Faculty Recruiting Make a Gift

Machine Learning Models for Efficient and Robust Natural Language Processing

24 Jan
Add to Calendar
Thursday, 01/24/2019 9:00am to 12:00pm
CS303
Ph.D. Dissertation Proposal Defense
Speaker: Emma Strubell

Abstract:

Natural language processing (NLP) has come of age. For example, semantic role labeling (SRL), which automatically annotates sentences with a labeled graph representing "who" did "what" to "whom", has in the past ten years seen nearly 40% reduction in error, bringing it to useful accuracy. As a result, hoards of practitioners now want to deploy NLP systems on billions of documents across many domains. However, state-of-the-art NLP systems are typically not optimized for cross-domain robustness nor computational efficiency. In this proposal I will present the methods I have developed so far to facilitate fast and robust inference across many of the most common building blocks for NLP, and propose the work that remains to complete a suite of scalable NLP tools with robust performance across text domains and languages.

First, I will describe Dynamic Feature Selection, paired learning and inference algorithms that accelerate inference in linear classifiers, the heart of the fastest NLP models, by 5-10x. I will then present Iterated Dilated Convolutional Neural Networks} (ID-CNNs), a distinct combination of network structure, parameter sharing and training procedures that increase inference speed by 14-20x with accuracy matching Bi-LSTMs, the most accurate models for NLP sequence labeling. Finally, I describe Linguistically-Informed Self-Attention (LISA), a neural network model that combines multi-head self-attention with multi-task learning to facilitate improved generalization to new domains. We show that incorporating linguistic structure through the attention mechanism leads to substantial improvements over the previous state-of-the-art (syntax-free) neural network models for SRL, especially when evaluating out-of-domain.

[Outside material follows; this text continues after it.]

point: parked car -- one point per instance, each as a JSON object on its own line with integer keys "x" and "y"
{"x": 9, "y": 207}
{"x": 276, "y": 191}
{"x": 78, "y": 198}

I will conclude by identifying a number of shortcomings in my completed work, and propose models and experiments to address those shortcomings: (1) completing careful speed experiments characterizing the run-time performance gains from multi-task modeling over a pipeline of single-task models; (2) extending LISA from sentence- to document-level reasoning by incorporating the tasks of mention-finding and within-document co-reference resolution; and (3) enabling generalization of SRL to new languages without labeled SRL data by designing adversarial training objectives for LISA, where model parameters are explicitly optimized for cross-lingual generalization.

Advisor: Andrew McCallum